The walls had a bioluminescent quality, outlining Forever’s shape in stark cyan. She seemed a ghost to me. My breathing felt heavy. My heart relentless and loud in my ears.
We passed various obstructions in the cave system, my hand always in hers as she led me through the increasingly cold cavern. Soon the draft became ice on my skin and after a while it occurred to me that I should take a closer look at the walls, even when the reason why was not immediately apparent.
“What the hell are these?” I asked. She did not respond – her hand had gotten cold. “Aren’t you cold?” No answer. An anxiety of singular force made my hand sweat. I noticed the strange incrustations upon the walls were getting smoother, as though whoever had left the place in ruin had time to sand out a section of the within. We had passed numerous forks in the system, suggesting the cave was of great elaborateness and scale. All of these and other, inner impulses slowly proved to me that she must have lead me here – where the walls began to smooth out – for some sinister purpose.

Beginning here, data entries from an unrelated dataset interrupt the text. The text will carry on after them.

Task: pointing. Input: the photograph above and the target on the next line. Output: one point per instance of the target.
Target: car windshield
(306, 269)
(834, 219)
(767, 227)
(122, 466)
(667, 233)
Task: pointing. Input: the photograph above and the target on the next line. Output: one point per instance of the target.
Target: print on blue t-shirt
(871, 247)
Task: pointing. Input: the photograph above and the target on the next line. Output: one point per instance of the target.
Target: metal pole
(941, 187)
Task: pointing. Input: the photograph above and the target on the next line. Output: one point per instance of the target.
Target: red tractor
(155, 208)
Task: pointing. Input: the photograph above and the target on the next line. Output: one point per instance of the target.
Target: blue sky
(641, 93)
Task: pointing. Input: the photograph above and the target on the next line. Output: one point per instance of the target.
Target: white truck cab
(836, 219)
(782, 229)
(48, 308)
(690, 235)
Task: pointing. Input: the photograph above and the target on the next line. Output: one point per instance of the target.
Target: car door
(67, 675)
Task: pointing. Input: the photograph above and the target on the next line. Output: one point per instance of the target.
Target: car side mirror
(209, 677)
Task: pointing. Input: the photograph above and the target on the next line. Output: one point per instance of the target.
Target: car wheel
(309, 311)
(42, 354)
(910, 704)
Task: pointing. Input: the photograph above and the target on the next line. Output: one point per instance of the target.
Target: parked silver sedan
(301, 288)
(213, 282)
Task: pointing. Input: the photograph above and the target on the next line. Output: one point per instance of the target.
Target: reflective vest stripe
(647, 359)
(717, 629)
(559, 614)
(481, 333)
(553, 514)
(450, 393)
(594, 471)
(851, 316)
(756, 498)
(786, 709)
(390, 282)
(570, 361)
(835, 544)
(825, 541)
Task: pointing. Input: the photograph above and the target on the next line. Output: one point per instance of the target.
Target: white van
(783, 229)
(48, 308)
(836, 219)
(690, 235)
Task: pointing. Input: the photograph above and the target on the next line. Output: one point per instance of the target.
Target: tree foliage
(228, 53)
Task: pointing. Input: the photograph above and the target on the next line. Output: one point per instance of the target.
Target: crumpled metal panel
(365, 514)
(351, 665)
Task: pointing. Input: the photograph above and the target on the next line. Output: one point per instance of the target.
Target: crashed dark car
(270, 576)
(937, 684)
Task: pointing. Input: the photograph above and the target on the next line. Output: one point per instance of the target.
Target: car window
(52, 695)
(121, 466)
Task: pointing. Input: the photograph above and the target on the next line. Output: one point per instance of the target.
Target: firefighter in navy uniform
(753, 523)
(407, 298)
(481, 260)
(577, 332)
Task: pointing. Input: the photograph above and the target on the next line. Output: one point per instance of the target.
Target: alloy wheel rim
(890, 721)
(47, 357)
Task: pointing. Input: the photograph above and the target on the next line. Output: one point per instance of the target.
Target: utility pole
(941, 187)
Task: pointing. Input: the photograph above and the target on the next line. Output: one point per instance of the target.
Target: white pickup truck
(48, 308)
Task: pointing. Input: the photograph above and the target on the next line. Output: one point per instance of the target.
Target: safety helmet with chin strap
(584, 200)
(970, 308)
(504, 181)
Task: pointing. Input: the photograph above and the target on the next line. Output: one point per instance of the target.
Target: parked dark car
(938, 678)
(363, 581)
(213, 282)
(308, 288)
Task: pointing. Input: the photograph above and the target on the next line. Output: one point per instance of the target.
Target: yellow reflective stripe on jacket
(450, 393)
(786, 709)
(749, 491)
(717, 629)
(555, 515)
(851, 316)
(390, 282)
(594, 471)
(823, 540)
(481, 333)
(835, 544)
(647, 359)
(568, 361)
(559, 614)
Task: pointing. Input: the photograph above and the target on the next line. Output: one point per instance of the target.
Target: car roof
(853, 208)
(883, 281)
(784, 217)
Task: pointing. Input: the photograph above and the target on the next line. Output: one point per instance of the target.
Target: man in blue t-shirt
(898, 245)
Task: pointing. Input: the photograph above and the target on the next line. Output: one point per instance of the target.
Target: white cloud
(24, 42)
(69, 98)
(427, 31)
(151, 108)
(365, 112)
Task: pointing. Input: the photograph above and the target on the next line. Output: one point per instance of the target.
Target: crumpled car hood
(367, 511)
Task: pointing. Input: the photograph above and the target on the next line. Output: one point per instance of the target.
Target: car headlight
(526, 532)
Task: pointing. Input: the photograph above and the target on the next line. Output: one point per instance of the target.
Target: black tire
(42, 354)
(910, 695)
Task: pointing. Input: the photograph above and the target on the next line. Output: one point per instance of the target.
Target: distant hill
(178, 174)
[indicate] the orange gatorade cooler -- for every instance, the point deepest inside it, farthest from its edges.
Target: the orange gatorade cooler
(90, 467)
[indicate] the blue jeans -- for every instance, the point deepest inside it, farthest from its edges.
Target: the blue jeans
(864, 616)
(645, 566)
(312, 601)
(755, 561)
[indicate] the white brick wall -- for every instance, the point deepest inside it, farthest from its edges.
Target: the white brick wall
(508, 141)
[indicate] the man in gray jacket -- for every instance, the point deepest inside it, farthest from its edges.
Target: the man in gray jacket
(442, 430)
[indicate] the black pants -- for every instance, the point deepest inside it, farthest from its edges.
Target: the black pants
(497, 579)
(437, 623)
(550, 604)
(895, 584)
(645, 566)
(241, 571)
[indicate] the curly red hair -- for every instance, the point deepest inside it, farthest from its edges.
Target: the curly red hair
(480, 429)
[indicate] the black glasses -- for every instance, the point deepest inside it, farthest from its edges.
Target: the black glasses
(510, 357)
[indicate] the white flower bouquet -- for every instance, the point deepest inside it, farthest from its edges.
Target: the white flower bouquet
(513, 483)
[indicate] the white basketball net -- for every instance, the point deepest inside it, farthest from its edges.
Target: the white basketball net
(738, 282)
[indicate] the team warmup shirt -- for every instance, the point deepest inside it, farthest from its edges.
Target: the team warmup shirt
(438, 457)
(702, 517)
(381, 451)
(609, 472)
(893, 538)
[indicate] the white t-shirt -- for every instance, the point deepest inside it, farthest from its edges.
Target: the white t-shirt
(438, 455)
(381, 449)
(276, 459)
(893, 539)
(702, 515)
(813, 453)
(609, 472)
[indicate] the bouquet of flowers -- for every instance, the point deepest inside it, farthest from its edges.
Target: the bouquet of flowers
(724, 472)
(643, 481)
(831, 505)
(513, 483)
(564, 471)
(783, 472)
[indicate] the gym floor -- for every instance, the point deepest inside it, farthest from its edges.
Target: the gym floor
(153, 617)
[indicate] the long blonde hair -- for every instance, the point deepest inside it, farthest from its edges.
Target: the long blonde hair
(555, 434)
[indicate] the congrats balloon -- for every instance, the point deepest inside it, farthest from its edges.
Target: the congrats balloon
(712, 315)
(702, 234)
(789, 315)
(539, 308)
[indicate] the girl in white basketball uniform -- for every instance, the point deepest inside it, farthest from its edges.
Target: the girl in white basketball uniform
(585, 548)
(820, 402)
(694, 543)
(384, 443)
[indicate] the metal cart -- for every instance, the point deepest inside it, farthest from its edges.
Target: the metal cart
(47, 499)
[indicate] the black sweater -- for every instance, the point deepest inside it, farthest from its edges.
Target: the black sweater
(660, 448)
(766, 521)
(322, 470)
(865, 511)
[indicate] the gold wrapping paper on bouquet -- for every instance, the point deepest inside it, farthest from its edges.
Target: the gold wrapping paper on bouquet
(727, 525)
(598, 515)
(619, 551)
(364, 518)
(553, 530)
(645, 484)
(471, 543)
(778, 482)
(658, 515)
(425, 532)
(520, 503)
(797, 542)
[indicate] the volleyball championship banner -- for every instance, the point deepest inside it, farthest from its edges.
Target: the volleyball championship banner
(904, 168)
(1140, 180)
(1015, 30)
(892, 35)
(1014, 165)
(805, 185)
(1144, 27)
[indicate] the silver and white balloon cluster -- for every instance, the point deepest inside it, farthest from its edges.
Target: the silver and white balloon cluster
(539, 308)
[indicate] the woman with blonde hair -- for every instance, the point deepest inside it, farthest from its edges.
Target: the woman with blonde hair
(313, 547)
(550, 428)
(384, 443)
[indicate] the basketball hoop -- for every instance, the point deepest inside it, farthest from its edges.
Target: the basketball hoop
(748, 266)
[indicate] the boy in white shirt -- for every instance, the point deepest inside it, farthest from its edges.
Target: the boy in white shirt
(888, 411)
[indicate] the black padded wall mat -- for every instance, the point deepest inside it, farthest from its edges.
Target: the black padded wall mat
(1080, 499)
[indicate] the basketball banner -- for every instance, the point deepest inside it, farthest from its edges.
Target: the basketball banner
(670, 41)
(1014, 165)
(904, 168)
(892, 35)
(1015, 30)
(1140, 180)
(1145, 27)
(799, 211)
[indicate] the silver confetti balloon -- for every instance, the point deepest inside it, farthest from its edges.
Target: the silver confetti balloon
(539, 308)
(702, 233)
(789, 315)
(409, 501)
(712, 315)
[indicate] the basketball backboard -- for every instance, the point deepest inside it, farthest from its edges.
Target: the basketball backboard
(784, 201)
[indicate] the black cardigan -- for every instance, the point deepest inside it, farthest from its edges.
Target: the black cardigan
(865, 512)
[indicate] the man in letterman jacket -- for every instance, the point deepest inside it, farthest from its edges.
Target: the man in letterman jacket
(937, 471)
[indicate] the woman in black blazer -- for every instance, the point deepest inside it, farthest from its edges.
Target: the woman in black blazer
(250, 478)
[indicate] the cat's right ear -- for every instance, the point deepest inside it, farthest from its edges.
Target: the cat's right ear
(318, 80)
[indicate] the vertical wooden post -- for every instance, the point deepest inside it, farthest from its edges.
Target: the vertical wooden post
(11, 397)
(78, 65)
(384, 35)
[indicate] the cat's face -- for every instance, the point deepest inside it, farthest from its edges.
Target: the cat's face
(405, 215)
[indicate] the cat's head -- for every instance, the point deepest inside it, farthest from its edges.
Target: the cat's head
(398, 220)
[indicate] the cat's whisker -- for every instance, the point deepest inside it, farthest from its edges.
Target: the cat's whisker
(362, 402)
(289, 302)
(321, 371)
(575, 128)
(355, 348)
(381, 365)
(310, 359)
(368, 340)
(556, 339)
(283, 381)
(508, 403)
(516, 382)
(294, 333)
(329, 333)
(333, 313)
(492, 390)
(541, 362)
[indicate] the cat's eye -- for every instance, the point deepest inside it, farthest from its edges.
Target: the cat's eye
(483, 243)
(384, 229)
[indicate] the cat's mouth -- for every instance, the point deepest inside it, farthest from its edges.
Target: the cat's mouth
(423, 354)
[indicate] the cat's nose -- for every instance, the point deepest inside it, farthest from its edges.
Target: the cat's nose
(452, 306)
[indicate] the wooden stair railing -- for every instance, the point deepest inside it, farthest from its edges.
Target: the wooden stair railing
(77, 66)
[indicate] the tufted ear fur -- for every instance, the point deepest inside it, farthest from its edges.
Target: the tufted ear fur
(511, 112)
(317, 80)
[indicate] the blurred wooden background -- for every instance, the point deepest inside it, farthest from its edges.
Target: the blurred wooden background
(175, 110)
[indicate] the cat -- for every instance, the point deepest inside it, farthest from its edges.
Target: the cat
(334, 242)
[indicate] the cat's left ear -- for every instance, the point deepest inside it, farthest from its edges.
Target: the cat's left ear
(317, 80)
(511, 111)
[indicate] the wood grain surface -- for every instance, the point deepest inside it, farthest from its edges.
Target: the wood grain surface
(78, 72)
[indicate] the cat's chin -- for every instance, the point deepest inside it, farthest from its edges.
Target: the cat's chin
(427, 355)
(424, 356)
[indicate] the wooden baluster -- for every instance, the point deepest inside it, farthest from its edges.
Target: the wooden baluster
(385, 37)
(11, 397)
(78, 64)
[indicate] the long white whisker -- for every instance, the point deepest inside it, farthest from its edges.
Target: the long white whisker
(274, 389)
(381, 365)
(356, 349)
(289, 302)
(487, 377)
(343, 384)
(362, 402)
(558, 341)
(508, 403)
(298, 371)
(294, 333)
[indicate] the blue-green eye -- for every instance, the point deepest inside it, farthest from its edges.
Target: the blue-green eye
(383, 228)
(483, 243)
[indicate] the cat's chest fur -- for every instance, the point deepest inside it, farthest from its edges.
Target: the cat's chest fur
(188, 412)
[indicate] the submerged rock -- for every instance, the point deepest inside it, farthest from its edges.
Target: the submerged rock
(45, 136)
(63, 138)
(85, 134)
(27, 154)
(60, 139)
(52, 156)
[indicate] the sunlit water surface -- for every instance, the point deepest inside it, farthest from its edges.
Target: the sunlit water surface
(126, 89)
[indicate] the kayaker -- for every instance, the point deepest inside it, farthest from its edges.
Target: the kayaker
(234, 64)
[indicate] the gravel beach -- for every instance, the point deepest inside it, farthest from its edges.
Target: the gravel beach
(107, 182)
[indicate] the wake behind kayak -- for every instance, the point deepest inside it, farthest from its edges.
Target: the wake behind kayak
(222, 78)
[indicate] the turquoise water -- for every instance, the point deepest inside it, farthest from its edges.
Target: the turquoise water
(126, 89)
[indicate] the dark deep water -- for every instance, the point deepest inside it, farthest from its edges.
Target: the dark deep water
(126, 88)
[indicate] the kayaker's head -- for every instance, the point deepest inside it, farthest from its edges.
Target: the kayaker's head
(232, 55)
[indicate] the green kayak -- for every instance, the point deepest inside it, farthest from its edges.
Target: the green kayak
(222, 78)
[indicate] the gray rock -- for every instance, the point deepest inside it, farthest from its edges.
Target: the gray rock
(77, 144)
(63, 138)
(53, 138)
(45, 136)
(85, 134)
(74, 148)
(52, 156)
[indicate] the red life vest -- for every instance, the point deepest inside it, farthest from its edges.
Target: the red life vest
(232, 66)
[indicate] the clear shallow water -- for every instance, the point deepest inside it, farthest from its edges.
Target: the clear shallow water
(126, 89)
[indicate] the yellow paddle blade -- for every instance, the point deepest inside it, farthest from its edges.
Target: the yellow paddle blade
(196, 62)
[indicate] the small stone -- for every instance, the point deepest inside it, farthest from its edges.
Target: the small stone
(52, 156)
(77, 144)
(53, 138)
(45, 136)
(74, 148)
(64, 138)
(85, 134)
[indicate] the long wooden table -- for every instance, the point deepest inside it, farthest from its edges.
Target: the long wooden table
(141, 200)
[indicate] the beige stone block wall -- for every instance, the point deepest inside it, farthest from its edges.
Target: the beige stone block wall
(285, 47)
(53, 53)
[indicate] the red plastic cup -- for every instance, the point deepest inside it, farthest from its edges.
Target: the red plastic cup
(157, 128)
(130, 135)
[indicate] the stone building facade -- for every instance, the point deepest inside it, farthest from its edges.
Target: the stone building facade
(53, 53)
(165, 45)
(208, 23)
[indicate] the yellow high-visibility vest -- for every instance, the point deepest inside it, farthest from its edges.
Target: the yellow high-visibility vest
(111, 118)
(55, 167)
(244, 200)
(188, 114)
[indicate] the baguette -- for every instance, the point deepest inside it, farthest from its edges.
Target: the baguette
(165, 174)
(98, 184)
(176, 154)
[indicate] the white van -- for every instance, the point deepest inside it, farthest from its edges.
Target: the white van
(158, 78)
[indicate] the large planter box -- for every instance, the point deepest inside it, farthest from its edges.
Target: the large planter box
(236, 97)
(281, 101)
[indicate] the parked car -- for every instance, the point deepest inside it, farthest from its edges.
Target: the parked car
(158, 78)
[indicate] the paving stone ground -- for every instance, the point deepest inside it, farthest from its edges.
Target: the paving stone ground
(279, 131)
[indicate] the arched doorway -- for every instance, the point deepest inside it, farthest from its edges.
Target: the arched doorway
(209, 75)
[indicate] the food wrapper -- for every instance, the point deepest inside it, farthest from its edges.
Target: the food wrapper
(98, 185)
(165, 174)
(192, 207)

I heard mumbling ahead; a burr of ghastly character on the very edge of hearing. It took me a few strides to realize it was the voice of Forever. Her tonality and the strange chanting with which she repeated whatever she was saying made me start planning my escape immediately. Surely I had come into the grasp of a mad-which, and was now trailing the path of her insanity. Suddenly the belief that she had lead me through this inextricable maze so none would find me became absolute. We entered a vast cavern peopled by hunched and robed figures, staring into what seemed like silver mirrors that reflected nothing. I attempted to break free of her grasp and managed to dislodge my hand. I turned back to try my luck in the caverns, only to bump into a solid wall where moments before a tunnel had been. In a second, or it might have been more, I felt everything all at once and vomited over the roughly hewn floor, then suddenly felt nothing. I looked up to see the scar-faced Forever gone, replaced by a figure whose hands were in his sleeves, staring down at me from a hooded robe and empty eye sockets. His eyes had been gouged, replaced by a black bump in between the two sockets. My fear became a physical menace. I shook as my ears picked up an odd chanting of synchronous rhythm resonating at a pitch my mind had not encountered before.
I had seen many sights in my wakeful dreams, but none so hateful as I saw in the expression of the ancient and robed man now standing before me. All my senses were drawn to his one, black eye. The world seemed to stop until I noticed but one movement: an otherworldly-hued substance splurting out in aetheric waves from the black and never-blinking eye in the centre of his forehead. In a roar of unexplainable mindcasting, I realized my whole existence had been an initiation. I became complacent, but within yelled for my own self to stop as I was ushered forth in a mindless stupor to where my true purpose lay. I had come to a radiant well where all reality emanates from, and from where a set of robed figures pulled out a ball made of what looked like mercury out of which I would forge my own mirror to gaze into eternity. All of this made strange sense to me and I proceeded towards my task with unstoppable zest.
I have no idea how long I polished that piece of mercury that wasn’t mercury and shaped it into a smooth, oval window – a plane where everything explained itself to me. It showed futures and pasts interwoven into an infinite cosmic cycle where humans and their existence formed transient thoughts in reality. I felt more than I saw, for in the darkness only my mirror and our chanting became real. My eyes atrophied until their insistence on seeing became an unbearable distraction. I gauged them out myself.